El verbo es horrible, el participio feísimo, pero quizá por ello, preciso y adecuado. Basta con pensar en algunos pasos de nuestra vida diaria, antes rutinarios y placenteros, hoy penosos y enmarañados. En el parque empujo el columpio de mi hija, y mientras lo hago, siento la llamada del smartphone en el bolsillo. Al poco tiempo estoy empujando con una mano y chateando con la otra, privándome de ese momento de intimidad con mi hija que no tardaré en añorar. Y si levanto la mirada, veo que a otros padres les sucede lo mismo. Por la noche, intento ver una película con mi mujer. Compruebo que, por buena que esta sea, me cuesta seguir la trama hasta el final. Y es que nuestro lapso de atención se ha reducido enormemente, y ya la mente cede a la distracción ante todo cuanto excede de las pequeñas píldoras informativas de la era digital.

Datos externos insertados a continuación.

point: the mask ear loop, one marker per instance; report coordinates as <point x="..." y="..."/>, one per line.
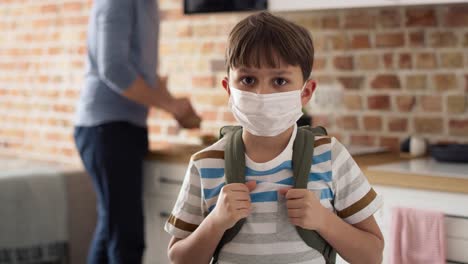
<point x="303" y="87"/>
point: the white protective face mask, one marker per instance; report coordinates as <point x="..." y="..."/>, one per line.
<point x="266" y="115"/>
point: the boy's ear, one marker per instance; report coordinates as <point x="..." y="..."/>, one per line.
<point x="307" y="92"/>
<point x="225" y="83"/>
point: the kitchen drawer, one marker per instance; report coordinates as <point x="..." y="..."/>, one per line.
<point x="164" y="179"/>
<point x="157" y="210"/>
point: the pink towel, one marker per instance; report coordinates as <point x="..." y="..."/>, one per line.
<point x="417" y="236"/>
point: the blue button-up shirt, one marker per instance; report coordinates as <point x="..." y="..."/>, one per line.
<point x="122" y="44"/>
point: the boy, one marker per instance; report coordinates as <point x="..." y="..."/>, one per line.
<point x="269" y="62"/>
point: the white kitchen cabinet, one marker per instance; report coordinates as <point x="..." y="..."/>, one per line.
<point x="161" y="187"/>
<point x="298" y="5"/>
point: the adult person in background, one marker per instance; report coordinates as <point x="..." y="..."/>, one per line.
<point x="110" y="128"/>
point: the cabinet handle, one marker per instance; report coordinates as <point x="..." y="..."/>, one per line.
<point x="164" y="214"/>
<point x="170" y="181"/>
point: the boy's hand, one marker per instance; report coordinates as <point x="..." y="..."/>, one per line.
<point x="233" y="204"/>
<point x="304" y="209"/>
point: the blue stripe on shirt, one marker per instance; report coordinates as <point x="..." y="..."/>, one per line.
<point x="320" y="176"/>
<point x="326" y="156"/>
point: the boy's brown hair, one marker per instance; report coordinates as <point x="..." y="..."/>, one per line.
<point x="265" y="39"/>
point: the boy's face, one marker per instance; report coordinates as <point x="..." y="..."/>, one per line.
<point x="264" y="80"/>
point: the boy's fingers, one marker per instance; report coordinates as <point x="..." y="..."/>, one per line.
<point x="251" y="185"/>
<point x="284" y="191"/>
<point x="237" y="187"/>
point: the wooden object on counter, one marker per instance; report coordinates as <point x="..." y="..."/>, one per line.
<point x="179" y="153"/>
<point x="407" y="180"/>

Los viejos atracones de lectura, basados en la capacidad de concentración –concentrarse en aburrirse sin dejar de rendir– quedaron atrás.

Leo en este periódico que las apps de mensajería son ya el principal canal de comunicación de adultos y adolescentes. Bien lo sé: cinco chats diversos llevan un rato parpadeando en mi móvil. Antes de que acabe esta columna, los habré mirado. Y aunque lejos de mí cualquier tentación mecanoclasta, me pregunto qué estará haciendo esta tecnología a mi cerebro. No es buena señal que los que la inventaron, allá en Silicon Valley, estén todos arrepentidos. Justin Rosenstein, el ingeniero que diseñó el botón “me gusta” en Facebook, admite que le quita el sueño haber contribuido a alumbrar un mundo en que todos estamos distraídos todo el tiempo. Llevar el dedo a la pantalla del móvil 2.617 veces al día de media no puede ser bueno para un cableado mental que sencillamente no evolucionó para saber hacer varias cosas a la vez.

Ya veremos cómo acaba todo esto. Mi esperanza es que el péndulo vuelva pronto a la posición de reposo. Nos quedan muchas tardes de parque disfrutando de la venerable tecnología lúdica del columpio. La próxima vez, me dejaré el teléfono en casa.